I think I am done for now in exploring these themes. It certainly seems evident that I dont need to rely at all on 'the anti-nuclear brigade' in order to reach the same sort of opinions about appropriate scope and scale of UK nuclear projects as I already had when I started. The government are doing the bare minimum to keep nuclear alive, and future aspirations such as 24GW of nuclear by 2050 are based on a phase of research and development and alternative nuclear options that simply isnt ripe yet. In the years ahead we will get to see how these progress, how many more delays afflict current nuclear projects, and the extent to which non-nuclear alternatives for providing electricity supply flexibility (and compensating for the variability of wind etc) manage to take off. All I might learn in this parliament is whether Sizewell C goes ahead, what life extensions the remaining 2nd gen nuclear fleet get, and what the select committee conclude about the wider picture.
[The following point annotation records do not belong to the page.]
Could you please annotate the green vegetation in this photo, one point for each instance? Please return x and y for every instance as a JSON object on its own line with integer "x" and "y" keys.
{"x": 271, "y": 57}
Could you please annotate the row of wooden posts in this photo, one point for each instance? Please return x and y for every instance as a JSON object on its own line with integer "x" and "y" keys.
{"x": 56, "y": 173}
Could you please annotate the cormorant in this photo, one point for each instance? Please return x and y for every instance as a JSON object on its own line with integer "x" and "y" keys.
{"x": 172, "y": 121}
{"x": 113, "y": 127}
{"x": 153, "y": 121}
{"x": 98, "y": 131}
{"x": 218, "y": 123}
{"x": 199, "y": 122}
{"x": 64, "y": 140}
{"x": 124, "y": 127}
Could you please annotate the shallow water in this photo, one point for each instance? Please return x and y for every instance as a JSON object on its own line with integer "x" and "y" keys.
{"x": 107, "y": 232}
And perhaps then a few more projects will get the go ahead next parliament.


----------



## elbows (Nov 8, 2022)

Oh and I do note the essay that the NIC chair gave to the Telegraph some months ago. Its clear where the emphasis is, with nuclear almost relegated to a footnote and more often to be used to contrast the previous maximum capacity of our nuclear fleet with the scale of ambition for wind and solar:









						Armitt: Exit strategy from fossil fuels will boost energy security and lower household costs - NIC
					

In an extended essay published in the Daily Telegraph on 29 September 2022, Chair of the National Infrastructure Commission, Sir John Armitt, explores the importance of accelerating the development of renewable energy sources, cutting energy waste and boosting the take-up of low carbon heating...




					nic.org.uk
				






> Part of the answer – as the government has noted in its recent announcements – is to embrace the homegrown solution of cleaner sources of energy that won’t deplete over time, in the form of renewables like wind and solar power supported by nuclear as necessary.





> Government’s existing ambitions reflect this, setting targets including 50GW of power from offshore wind within the next decade, and a five fold increase of solar to around 70GW by 2035. (By comparison, at its historic peak in 1995, nuclear energy was providing 12.7GW.)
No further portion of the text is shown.